1.2 Bij dagvaardingen van 12 en 13 april 2007 heeft [eiser] het Mondriaan College respectievelijk Klimmuur gedagvaard voor de rechtbank te Haarlem. Hij heeft gevorderd dat voor recht wordt verklaard dat zij hoofdelijk aansprakelijk zijn voor de door hem geleden en nog te lijden schade als gevolg van het ongeval op 20 april 2005 en dat zij worden veroordeeld tot vergoeding van alle door hem geleden en nog te lijden schade, op te maken bij staat en te vereffenen volgens de wet. Verder heeft [eiser] een voorschot op de schadevergoeding gevorderd van € 50.000,-. Aan zijn vordering jegens Klimmuur heeft [eiser] ten grondslag gelegd dat Klimmuur onzorgvuldig, en daarmee onrechtmatig jegens hem heeft gehandeld door (i) geen, althans onvoldoende toezicht te houden, (ii) het klimmen op de overhangmuur niet te verbieden, (iii) niet waar te nemen dat hij de verkeerde karabiner los maakte, (iv) een niet aanbevolen twistlockkarabiner te gebruiken en (v) geen matten te plaatsen.
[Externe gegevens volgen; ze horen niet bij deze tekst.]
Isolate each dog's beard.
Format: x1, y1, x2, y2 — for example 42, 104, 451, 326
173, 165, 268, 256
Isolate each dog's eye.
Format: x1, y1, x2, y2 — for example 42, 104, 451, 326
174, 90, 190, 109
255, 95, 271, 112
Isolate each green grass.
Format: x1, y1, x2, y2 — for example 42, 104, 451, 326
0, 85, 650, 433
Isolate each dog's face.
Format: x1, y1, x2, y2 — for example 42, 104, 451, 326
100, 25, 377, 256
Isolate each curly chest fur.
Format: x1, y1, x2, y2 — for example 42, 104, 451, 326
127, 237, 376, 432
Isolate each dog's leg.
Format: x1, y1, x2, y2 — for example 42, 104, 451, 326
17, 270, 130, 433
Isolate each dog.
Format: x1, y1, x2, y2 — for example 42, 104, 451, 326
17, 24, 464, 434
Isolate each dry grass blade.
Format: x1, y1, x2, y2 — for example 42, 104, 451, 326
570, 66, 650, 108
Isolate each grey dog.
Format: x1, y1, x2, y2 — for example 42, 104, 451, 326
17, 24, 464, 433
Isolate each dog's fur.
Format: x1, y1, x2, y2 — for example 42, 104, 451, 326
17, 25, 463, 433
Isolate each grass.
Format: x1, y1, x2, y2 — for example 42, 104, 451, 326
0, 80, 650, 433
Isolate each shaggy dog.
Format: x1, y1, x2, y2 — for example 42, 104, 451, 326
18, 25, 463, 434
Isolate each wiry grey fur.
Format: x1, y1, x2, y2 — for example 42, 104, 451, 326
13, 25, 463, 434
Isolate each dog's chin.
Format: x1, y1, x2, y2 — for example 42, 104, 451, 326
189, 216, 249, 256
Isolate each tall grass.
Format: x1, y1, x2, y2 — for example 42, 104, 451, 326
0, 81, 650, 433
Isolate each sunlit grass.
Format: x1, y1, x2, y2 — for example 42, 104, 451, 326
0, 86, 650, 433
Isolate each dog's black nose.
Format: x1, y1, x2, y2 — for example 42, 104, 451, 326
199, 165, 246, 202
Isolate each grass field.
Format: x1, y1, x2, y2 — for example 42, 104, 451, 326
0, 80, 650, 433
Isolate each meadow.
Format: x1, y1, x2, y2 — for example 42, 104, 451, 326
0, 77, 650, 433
Voor zijn vordering jegens het Mondriaan College heeft [eiser] aangevoerd dat de school primair tekort is geschoten in de nakoming van de overeenkomst met hem, subsidiair aansprakelijk is op grond van het bepaalde in art. 6:171 BW en meer subsidiair zijn zorgplicht jegens [eiser] heeft geschonden.

Het Mondriaan College en Klimmuur hebben de vorderingen van [eiser] gemotiveerd bestreden.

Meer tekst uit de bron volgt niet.